Explorons les faits et les hypothèses. Voilà ce que nous propose Dina Margabim 974, un passionné d’histoire qui nous avait montré tout son intérêt à l’occasion de la découvertes de crânes d’esclaves réunionnais au Musée de l’Homme à Paris. Aujourd’hui il a exploré les pistes menant à l’esclave nommé Pitre qui serait devenu le roi marron légendaire Pitsana.

Selon certaines hypothèses, l’esclave nommé « Pitre », propriété d’Emmanuel de Matte, serait devenu « Le Roi Marron Légendaire: Pitsana », le même qui fut décrit par Eugène Dayot dans Bourbon Pittoresque. Il a aussi été avancé que le nom « Pitre » viendrait du malgache « Pitsana », signifiant « petit et agile ». Or, une analyse croisée des archives et des récits montre que ces affirmations pourraient reposer sur des erreurs et des interprétations incertaines, voire discutables.
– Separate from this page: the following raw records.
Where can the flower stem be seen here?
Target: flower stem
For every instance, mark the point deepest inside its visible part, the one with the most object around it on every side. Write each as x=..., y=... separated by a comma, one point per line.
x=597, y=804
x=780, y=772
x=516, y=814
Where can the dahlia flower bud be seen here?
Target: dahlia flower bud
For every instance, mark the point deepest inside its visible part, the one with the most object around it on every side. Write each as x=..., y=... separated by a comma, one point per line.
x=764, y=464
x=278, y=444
Pour commencer, les archives montrent qu’il existait plusieurs personnes nommées « Pierre » peut-être lu «  Pitre » à l’époque, comme le montre les archives C°2791, des Archives Départementales de l’Île de la Réunion (A.D.R), présentées.
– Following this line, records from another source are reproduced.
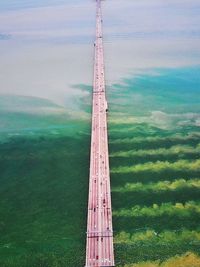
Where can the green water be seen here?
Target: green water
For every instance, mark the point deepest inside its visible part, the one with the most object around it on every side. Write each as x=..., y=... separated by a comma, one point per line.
x=154, y=158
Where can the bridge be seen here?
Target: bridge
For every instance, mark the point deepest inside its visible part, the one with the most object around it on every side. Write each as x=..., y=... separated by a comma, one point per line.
x=99, y=247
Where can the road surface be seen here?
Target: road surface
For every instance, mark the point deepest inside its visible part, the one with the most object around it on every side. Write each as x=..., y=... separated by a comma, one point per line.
x=99, y=247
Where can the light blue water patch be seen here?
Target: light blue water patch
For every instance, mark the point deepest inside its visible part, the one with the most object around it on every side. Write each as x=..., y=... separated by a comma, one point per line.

Par exemple, un esclave de de Matte, marron depuis six mois, n’ayant pas participé à la révolte de 1705. Un autre « Pierre » / « Pitre » a été tué par Fontaine lors de cette révolte «  pour se rendre Maistre des armes et de l’isle ». Enfin, un certain “Pitre”, qui s’appelait en réalité Pierre Fano, a été innocenté lors d’un procès et a eu des descendants.
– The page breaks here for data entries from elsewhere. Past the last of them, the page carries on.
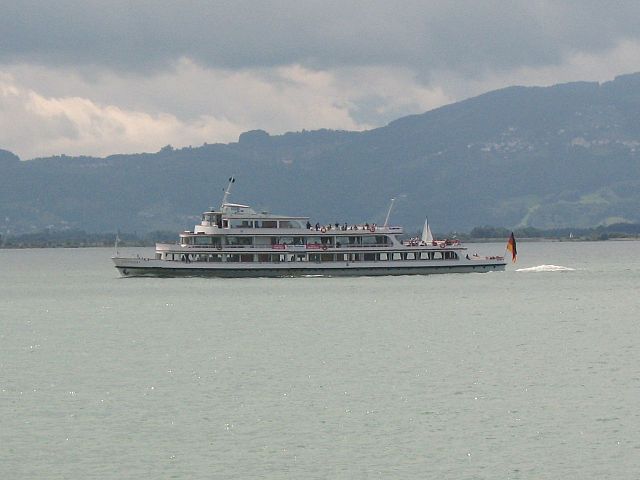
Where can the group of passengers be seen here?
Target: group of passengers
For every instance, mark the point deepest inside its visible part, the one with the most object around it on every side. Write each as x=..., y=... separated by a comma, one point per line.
x=337, y=226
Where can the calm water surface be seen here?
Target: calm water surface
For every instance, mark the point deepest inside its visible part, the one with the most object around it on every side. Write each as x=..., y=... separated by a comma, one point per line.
x=533, y=373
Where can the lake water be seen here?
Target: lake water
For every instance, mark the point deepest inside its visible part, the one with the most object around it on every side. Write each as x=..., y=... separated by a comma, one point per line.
x=532, y=373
Pitre, Pitsana, Mpitsara, Pitra, Petra…

Ces différentes figures montrent qu’il reste difficile d’affirmer, sans équivoque, que l’esclave mutilé était « Le Roi Marron » décrit par Dayot. De plus, les récits de Dayot, bien que captivants, relèveraient davantage de la légende, comme le dit Anne-Laure Dijoux, archéologue spécialisée dans le marronnage lors d’une interview à Parallèle Sud : « L’histoire du marronnage de Bourbon présente de nombreuses zones d’ombre que certains historiens – faute de faits tangibles- ont tenté de combler en se basant sur des faits romanesques sans fondements historiques vérifiés […] A l’heure actuelle des recherches archéologiques, il n’existe pas de preuve tangible appuyant la thèse du « royaume de l’intérieur ». »

Elle souligne que les sites qui sont mentionnés par Dayot dans son livre montrent des vestiges d’occupation agricole de petits colons plutôt que des campements marrons, vestiges qui sont par ailleurs connus des gens vivant dans les environs. Son roi marron, porté dans une carapace de tortue, ne repose sur aucun document historique solide, et les lieux comme « Camp de Pitre » ou « Boucan de Pitre », bien réels, n’établissent pas un lien direct avec ce personnage.

L’origine du nom « Pitre » pose également question. Il est dit qu’il viendrait du malgache Pitsana, mais d’autres mots malgaches sont possibles, comme Mpitsara (« juge »), Pitra (« exprime un dégoût ») ou Petra (« personne à qui on confie une lourde charge »).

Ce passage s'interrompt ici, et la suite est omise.